Emotions ran high in the days following the death of Alton Sterling, and law enforcement arrested many, including Blair Imani, during a protest on East Boulevard in downtown Baton Rouge on July 10, five days after Sterling's death in an altercation with Baton Rouge police. 

A woman who was arrested last Sunday in a confrontational clash with law enforcement during protests over the death of Alton Sterling is now a key organizer in a vigil planned Wednesday to honor the slain police officers. 

Blair Imani, 22, an LSU alumna and Muslim community activist, has been an outspoken critic of tactics used by Baton Rouge officers against protesters demonstrating in the wake of the death of Sterling, a 37-year-old man shot dead by police during a scuffle outside of the Triple S Food Mart. 

But Imani said she's against all brutality, including violence against police officers. And she said that this is not a situation where people have to choose sides. 

"All violence is wrong," she said. "Yes, I've always been against police brutality but violence is wrong and this is not the right way." 

The One Baton Rouge Vigil for Fallen Officers, co-organized by LSU Student Government, will be at 2 p.m. on Wednesday at LSU's Memorial Tower. It's to honor the three law enforcement officers Brad Garafola, Montrell Jackson and Matthew Gerald, who were killed by a 29-year-old Kansas City man identified by law enforcement as Gavin Eugene Long. 

"Our community is in a seemingly perpetual state of mourning.

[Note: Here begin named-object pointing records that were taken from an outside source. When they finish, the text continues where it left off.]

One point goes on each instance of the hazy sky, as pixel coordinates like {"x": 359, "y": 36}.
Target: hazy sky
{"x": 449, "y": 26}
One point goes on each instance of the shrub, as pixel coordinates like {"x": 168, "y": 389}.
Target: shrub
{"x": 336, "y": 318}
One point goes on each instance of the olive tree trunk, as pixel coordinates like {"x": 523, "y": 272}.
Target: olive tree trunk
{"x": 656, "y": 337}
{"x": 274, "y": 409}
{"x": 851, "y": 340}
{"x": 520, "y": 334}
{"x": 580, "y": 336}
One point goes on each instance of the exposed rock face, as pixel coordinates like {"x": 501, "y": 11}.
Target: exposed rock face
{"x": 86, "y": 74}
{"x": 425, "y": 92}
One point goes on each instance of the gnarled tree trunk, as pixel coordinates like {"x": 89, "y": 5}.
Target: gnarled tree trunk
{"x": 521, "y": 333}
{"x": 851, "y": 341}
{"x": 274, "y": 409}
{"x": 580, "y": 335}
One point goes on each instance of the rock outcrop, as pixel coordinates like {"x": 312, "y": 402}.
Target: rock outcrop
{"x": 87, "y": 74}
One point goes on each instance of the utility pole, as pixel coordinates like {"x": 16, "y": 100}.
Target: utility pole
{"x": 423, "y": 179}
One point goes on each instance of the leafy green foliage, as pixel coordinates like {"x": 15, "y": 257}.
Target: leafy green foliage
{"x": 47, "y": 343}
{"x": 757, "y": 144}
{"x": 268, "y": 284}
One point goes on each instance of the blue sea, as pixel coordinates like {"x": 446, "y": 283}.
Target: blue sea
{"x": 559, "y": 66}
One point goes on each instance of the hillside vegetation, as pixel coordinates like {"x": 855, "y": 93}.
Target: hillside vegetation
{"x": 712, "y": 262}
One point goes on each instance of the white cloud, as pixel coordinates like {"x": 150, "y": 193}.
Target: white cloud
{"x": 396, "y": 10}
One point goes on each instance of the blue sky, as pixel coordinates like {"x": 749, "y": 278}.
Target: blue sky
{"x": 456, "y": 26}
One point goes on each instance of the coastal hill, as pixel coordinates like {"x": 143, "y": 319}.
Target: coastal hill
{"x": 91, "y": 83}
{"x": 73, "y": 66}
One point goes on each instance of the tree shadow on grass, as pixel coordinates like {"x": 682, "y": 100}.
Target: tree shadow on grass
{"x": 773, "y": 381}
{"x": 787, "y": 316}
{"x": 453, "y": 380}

Waking up to the headlines of yet another shooting less than a week after my arrest at a peaceful protest broke my heart," Imani wrote on a Facebook event page promoting the vigil. "The senseless violence must cease, we must come together as a community in purposeful and meaningful ways. The first step toward rebuilding our broken community is for us to come together in mourning for all lives extinguished by senseless and tragic acts of violence." 

Other vigils planned include an 8 p.m. event at Healing Place Church on Monday, and at least three Tuesday vigils at 6:30 p.m. at Acacia Church on Siegen Lane, 7 p.m. at Christ Community Church on Juban Road in Denham Springs and 7:30 p.m. at Grace Church in Central. 

Imani was arrested last Sunday in a peaceful protest, turned hostile showdown between protesters and law enforcement. Officers at the scene concerned about efforts to block roads and the interstate arrived in riot gear, using an Long Range Acoustic Device, sometimes called LRAD or sound bombs, and brandishing long guns and gas masks. 

More than 50 people were arrested that night, including Imani. 

Imani still stands by her previous comments to media that she was brutalized by police officers while being apprehended. But she said that doesn't mean she can't condemn violence on both sides. 

"Violence is a part of the culture of America," she said. "I'm tired of having two separate conversations about it."